Brees remains unsigned. Did you know that? If you didn’t, if you’re unaware of the status of contract negotiations, go read Jeff Duncan’s piece at Nola.com. He manages 850 words without a single new fact or insight. Now that’s journalism. Seriously, you guys have no idea how hard that is. (Gotta give them credit, though: the photo illustrating the article is a hoot. If you’re not a Saints fan, I mean.)
The big news right now is the reorganization of the Saints as a business entity—in other words, the Rita bombshell. Maybe it’s a delayed fuse, but I sure missed the explosion. She’s no longer executive vice president. Now she’s vice-chairman of the board. Dennis Lauscha—who always was reputed to be the real engine—is officially team president. In other words, Rita has been removed from field command and installed in a cushy job behind the front.
What does it mean? Hell if I know. Maybe it means Rita won’t get to make any more NFL commercials. What did she do before that she won’t be doing now? Hell if I know.

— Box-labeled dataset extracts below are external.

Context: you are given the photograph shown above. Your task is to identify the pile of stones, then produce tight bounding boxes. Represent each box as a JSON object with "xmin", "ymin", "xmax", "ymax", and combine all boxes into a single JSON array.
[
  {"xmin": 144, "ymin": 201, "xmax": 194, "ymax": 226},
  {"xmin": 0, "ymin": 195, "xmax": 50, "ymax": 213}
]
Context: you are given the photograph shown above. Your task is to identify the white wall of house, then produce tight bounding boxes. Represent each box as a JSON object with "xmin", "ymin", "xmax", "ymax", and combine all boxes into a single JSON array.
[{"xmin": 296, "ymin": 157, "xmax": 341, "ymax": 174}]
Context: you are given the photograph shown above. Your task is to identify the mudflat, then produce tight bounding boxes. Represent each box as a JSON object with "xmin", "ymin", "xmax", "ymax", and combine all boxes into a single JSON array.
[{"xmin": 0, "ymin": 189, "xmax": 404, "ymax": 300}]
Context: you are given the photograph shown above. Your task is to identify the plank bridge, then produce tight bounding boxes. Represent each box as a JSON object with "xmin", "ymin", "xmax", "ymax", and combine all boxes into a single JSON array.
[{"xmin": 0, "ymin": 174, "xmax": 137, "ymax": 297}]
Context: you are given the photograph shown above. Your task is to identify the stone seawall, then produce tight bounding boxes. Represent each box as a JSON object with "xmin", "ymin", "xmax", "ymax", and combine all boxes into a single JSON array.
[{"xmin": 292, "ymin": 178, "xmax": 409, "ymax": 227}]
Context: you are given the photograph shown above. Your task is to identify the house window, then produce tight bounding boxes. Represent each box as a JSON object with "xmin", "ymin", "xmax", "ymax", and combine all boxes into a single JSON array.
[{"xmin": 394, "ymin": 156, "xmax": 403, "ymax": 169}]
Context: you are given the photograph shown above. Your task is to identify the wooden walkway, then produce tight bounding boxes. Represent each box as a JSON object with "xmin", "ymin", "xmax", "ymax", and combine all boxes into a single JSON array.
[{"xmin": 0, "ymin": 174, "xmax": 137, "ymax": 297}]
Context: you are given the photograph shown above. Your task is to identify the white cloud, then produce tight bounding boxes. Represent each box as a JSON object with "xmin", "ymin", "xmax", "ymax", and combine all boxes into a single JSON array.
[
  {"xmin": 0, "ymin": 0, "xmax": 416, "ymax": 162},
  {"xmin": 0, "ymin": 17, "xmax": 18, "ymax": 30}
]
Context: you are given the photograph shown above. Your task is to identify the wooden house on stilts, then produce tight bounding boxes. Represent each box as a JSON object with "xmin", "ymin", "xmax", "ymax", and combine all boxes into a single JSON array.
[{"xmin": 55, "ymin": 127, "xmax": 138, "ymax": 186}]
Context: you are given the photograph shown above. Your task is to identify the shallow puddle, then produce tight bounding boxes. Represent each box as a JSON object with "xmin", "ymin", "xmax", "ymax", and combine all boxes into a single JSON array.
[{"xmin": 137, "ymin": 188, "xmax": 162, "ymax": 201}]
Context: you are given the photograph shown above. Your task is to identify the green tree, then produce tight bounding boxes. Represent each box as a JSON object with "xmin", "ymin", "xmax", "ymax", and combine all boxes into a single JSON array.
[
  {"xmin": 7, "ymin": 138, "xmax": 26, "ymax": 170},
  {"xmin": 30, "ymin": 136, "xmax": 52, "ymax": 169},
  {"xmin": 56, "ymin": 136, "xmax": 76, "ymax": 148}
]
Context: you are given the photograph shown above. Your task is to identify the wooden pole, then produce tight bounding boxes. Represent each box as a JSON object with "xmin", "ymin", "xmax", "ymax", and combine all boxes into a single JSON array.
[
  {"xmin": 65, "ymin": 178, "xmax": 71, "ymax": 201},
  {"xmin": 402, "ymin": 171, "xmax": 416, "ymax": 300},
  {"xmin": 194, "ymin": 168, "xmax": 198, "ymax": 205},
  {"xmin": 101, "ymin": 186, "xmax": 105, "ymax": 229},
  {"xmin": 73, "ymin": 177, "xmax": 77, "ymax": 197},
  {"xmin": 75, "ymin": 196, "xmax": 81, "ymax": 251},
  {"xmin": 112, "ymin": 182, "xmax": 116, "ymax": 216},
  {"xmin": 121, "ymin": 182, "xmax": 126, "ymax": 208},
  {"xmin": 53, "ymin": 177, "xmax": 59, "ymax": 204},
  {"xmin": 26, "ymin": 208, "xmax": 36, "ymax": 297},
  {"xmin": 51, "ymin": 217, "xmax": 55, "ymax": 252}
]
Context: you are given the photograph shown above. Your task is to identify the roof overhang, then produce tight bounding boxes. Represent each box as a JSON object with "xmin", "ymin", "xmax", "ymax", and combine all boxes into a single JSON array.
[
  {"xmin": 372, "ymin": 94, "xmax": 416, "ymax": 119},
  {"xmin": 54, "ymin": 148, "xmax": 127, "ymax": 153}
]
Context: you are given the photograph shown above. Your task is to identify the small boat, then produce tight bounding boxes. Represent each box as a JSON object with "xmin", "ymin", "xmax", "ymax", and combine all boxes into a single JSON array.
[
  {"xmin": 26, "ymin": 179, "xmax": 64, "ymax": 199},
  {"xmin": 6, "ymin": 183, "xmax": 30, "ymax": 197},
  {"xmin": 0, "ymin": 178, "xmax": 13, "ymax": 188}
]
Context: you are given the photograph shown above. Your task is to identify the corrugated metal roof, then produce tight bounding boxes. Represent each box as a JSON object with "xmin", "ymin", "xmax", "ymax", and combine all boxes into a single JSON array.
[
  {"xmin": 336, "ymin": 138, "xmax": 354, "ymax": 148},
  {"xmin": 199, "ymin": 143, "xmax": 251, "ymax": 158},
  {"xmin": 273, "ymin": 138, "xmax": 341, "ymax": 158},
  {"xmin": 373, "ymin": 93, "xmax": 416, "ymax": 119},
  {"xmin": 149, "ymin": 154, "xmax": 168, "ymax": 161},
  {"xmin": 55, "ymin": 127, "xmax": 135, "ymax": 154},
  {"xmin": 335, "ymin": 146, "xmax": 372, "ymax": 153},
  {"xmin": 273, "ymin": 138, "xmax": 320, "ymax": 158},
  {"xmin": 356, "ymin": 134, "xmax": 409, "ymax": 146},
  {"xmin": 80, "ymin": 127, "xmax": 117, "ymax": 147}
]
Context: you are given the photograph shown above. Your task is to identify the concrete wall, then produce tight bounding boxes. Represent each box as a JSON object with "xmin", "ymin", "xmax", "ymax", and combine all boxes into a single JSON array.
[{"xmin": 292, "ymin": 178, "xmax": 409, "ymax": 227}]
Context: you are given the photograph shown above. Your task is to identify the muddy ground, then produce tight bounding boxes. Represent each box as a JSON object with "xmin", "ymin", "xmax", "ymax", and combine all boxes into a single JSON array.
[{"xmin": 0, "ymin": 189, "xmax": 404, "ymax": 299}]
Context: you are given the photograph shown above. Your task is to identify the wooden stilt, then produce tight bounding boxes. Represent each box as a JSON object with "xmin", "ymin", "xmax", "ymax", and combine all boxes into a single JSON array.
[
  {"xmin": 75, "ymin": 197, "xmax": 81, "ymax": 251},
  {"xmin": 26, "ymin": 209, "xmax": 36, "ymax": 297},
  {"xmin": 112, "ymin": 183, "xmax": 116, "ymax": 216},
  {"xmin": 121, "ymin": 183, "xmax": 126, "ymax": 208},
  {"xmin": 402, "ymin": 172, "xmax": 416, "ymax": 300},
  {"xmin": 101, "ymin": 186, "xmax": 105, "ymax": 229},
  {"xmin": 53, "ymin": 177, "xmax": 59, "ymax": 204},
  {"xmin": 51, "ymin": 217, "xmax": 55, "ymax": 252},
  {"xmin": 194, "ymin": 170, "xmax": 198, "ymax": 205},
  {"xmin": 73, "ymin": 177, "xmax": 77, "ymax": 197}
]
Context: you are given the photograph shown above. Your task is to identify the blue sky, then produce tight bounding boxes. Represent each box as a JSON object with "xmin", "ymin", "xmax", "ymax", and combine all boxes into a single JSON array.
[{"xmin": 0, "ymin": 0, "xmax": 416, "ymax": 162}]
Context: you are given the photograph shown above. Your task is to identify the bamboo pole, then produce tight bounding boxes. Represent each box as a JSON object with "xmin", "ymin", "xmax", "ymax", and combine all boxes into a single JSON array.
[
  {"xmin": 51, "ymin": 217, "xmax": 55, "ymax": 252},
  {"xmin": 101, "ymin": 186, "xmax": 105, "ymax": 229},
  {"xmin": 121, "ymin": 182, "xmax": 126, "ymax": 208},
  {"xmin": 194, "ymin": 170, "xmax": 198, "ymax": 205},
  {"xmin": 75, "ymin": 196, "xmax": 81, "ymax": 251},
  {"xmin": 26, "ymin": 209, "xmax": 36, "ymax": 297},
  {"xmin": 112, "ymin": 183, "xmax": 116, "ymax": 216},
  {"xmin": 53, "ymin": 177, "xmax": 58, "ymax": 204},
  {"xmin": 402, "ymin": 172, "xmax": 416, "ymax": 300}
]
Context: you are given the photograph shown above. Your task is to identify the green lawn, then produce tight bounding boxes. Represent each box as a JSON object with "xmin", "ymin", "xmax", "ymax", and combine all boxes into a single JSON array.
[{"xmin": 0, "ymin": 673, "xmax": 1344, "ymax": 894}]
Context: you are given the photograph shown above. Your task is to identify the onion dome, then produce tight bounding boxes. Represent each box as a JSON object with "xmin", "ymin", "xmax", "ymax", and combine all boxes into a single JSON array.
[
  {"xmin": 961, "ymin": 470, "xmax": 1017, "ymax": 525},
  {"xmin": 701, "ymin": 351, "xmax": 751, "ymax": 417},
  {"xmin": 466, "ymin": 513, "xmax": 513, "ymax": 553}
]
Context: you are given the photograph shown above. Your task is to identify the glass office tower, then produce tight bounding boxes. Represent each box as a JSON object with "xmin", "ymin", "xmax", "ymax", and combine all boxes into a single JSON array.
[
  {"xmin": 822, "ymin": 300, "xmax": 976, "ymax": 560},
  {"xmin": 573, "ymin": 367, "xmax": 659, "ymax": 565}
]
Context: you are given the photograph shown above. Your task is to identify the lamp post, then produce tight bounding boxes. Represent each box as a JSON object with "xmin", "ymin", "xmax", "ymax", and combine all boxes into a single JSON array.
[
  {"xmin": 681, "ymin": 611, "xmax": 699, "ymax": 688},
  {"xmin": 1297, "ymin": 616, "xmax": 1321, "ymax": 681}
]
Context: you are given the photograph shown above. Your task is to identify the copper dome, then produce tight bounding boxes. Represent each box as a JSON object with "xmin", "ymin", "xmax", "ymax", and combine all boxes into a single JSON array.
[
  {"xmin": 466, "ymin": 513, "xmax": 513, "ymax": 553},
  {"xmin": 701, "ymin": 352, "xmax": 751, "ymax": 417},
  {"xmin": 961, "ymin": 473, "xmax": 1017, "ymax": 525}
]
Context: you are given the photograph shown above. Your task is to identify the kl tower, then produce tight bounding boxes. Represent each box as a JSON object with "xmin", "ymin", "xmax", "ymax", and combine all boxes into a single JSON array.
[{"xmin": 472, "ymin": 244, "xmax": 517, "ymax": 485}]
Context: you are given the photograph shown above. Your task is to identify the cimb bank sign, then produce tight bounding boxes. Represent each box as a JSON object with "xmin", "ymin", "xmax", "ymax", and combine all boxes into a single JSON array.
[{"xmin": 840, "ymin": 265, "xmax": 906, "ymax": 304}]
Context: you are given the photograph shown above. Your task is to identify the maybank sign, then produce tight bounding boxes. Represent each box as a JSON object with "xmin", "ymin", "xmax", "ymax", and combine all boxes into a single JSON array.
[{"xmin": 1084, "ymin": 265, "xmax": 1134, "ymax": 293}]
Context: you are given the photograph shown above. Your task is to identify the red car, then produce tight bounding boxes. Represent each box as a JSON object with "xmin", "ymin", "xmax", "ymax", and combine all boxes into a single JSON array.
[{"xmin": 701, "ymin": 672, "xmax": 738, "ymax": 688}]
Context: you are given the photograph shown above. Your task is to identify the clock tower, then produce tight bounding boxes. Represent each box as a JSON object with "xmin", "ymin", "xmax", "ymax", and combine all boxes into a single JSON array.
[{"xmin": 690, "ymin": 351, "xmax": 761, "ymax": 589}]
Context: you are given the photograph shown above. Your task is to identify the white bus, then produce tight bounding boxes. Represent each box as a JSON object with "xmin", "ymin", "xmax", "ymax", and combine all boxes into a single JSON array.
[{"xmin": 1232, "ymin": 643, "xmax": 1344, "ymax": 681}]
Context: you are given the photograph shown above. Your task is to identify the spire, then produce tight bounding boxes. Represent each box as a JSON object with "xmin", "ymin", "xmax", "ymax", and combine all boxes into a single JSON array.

I doubt we’ll see any difference at all until Benson passes on—and then all hell might break loose. In order to forestall that, I propose marriage between Lauscha and Rita. You say Lauscha’s already married? Oh please. Like that’s an obstacle.
Anyway, here is a complete run-down on the new corporate structure.
One other interesting nugget…well, two, actually: James Varney did interviews on the subject of Jonathan Vilma’s suspension. One with Vilma’s attorney, Peter Ginsburg; and another with Tulane law professor Gabe Feldman. Ginsburg makes it pretty evident that the lawsuit is a manuever to compel the NFL to release its “evidence”; Feldman touches on the difficulty of winning such a suit, and on the strong possibility of the league succeeding in getting the suit dismissed:
“[T]he league may argue these things really should be resolved under the terms of the CBA without messing with state law. That’s just a general legal principle that state law claims are pre-empted by federal labor laws if the claims are intertwined with the CBA itself. The league is saying these legal claims are just another way of saying the commissioner has exceeded his authority and then that is to be determined under the CBA.”
Okay, y’all know I’m not a lawyer, but there’s something here I don’t understand. The right to libel players is not part of the CBA. Vilma is not suing Goodell for exceeding his contractual authority, but for libel and slander. Suppose Vilma was married, and Goodell stole away his wife. Vilma then sues for alienation of affection. Could the league argue that it’s covered by the CBA? I don’t get it.